Bien que le règlement (UE) 2024/1624 établisse cette limite maximale commune pour l'espace européen, la règle, qui ne s'appliquera qu'à partir de juillet 2027, permet aux États membres de maintenir des restrictions plus strictes, comme c'est actuellement le cas au Portugal, afin de lutter contre le blanchiment d'argent et le financement du terrorisme.
En vertu du cadre juridique actuel, la règle générale interdit tout paiement ou réception en espèces d'un montant égal ou supérieur à 3 000 euros pour la plupart des citoyens résidents.
Cette limite est encore plus stricte pour les sociétés (soumises à l'impôt sur les sociétés) et les professionnels ayant une comptabilité organisée, qui sont tenus d'utiliser des moyens de paiement traçables, tels que le virement bancaire, le chèque nominatif ou le prélèvement automatique, pour toute transaction d'un montant égal ou supérieur à 1 000 euros.

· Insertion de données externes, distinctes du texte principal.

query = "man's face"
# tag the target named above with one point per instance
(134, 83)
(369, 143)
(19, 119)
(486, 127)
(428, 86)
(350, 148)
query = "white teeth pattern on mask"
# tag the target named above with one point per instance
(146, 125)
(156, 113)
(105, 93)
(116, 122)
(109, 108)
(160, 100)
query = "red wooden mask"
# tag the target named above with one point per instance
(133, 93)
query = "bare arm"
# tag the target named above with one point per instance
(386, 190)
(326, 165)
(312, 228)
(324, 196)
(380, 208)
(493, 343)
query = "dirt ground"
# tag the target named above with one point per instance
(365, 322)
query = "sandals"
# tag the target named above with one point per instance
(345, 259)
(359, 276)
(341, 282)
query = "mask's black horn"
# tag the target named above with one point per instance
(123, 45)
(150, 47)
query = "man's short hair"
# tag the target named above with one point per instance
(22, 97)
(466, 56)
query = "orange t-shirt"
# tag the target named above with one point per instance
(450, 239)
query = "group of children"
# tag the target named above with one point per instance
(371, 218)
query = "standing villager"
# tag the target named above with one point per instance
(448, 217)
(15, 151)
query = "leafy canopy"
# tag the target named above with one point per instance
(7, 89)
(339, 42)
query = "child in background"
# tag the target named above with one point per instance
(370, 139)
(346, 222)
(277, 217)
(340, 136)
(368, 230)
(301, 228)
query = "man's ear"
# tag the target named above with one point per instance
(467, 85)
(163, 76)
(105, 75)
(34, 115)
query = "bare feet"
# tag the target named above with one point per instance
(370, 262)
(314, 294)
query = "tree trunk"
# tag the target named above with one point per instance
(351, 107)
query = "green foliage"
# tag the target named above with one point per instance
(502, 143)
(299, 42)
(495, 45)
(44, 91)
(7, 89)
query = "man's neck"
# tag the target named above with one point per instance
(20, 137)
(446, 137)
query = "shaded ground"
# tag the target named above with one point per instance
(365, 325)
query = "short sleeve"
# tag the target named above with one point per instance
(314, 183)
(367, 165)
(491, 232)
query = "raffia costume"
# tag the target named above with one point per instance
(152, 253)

Il existe cependant des exceptions et des spécificités que les contribuables doivent connaître. Dans le cas des paiements d'impôts, la loi n° 92/2017 est encore plus stricte, interdisant les paiements en espèces pour des montants supérieurs à 500 €. D'autre part, la limite est étendue à 10 000 € uniquement lorsqu'il s'agit de personnes physiques ne résidant pas sur le territoire portugais, à condition qu'elles n'agissent pas en tant qu'entrepreneurs ou commerçants.
La Banque du Portugal rappelle également que ces restrictions de paiement ne doivent pas être confondues avec les règles de circulation transfrontalière : tout voyageur entrant ou sortant de l'Union européenne et transportant 10 000 euros ou plus en espèces est toujours tenu de déclarer ce montant aux autorités douanières, sous peine de rétention de l'argent et d'application de sanctions.
Ainsi, malgré la nouvelle directive européenne, le Portugal maintient ses règles strictes en matière d'utilisation de l'argent liquide, privilégiant la transparence dans les transactions financières quotidiennes.